= Natural proof =

Provides lower bounds on the circuit complexity of boolean functions

In computational complexity theory, a natural proof is a certain kind of proof establishing that one complexity class differs from another one. While these proofs are in some sense "natural", it can be shown (assuming a widely believed conjecture on the existence of pseudorandom functions) that no such proof can possibly be used to solve the P vs. NP problem.

==Overview==
The notion of natural proofs was introduced by Alexander Razborov and Steven Rudich in their article "Natural Proofs", first presented in 1994, and later published in 1997, for which they received the 2007 Gödel Prize.

Specifically, natural proofs prove lower bounds on the circuit complexity of boolean functions.
A natural proof shows, either directly or indirectly, that a boolean function has a certain natural combinatorial property. Under the assumption that pseudorandom functions exist with "exponential hardness" as specified in their main theorem, Razborov and Rudich show that these proofs cannot separate certain complexity classes. Notably, assuming pseudorandom functions exist, these proofs cannot separate the complexity classes P and NP.

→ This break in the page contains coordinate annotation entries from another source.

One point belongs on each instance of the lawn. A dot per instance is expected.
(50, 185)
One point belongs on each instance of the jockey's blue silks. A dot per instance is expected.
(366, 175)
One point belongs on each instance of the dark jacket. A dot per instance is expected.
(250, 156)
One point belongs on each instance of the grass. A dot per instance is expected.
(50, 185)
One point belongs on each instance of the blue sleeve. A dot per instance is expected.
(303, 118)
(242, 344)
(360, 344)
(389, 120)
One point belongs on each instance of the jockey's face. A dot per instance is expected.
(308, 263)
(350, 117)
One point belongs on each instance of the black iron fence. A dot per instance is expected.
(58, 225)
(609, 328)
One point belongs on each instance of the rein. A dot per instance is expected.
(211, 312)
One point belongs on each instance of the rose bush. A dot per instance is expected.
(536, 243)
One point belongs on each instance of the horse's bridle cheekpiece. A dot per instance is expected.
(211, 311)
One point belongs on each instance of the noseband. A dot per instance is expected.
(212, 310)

For example, their article states:
[...] consider a commonly envisioned proof strategy for proving P ≠ NP:
- Formulate some mathematical notion of "discrepancy" or "scatter" or "variation" of the values of a Boolean function, or of an associated polytope or other structure. [...]
- Show by an inductive argument that polynomial-sized circuits can only compute functions of "low" discrepancy. [...]
- Then show that SAT, or some other function in NP, has "high" discrepancy.
Our main theorem in Section 4 gives evidence that no proof strategy along these lines can ever succeed.

A property of boolean functions is defined to be natural if it contains a property meeting the constructivity and largeness conditions defined by Razborov and Rudich. Roughly speaking, the constructivity condition requires that a property be decidable in (quasi-)polynomial time when the 2^{n}-sized truth table of an n-input boolean function is given as input, asymptotically as n increases. This is the same as time singly exponential in n. Properties that are easy to understand are likely to satisfy this condition. The largeness condition requires that the property hold for a sufficiently large fraction of the set of all boolean functions.

A property is useful against a complexity class C if every sequence of boolean functions having the property infinitely often defines a language outside of C. A natural proof is a proof that establishes that a certain language lies outside of C and refers to a natural property that is useful against C.

Razborov and Rudich give a number of examples of lower-bound proofs against classes C smaller than P/poly that can be "naturalized", i.e. converted into natural proofs. An important example treats proofs that the parity problem is not in the class AC^{0}. They give strong evidence that the techniques used in these proofs cannot be extended to show stronger lower bounds. In particular, AC^{0}-natural proofs cannot be useful against AC^{0}[m].

Razborov and Rudich also reproduce Avi Wigderson's unconditional proof that natural proofs cannot prove exponential lower bounds for the discrete logarithm problem.

There is strong current belief that the mechanism of this paper actually blocks lower-bound proofs against the complexity class TC^{0} of constant-depth, polynomial-sized threshold circuits, which is believed but not proven smaller than P/poly. This belief is because, under widely believed conjectures regarding the hardness of factoring in certain elliptic curve groups, there exist exponentially hard pseudorandom functions computable in TC^{0}. However, some researchers believe that the Razborov–Rudich limitations are actually good guidance for what a "super-natural" lower-bound proof might involve, such as properties hard or complete for exponential space.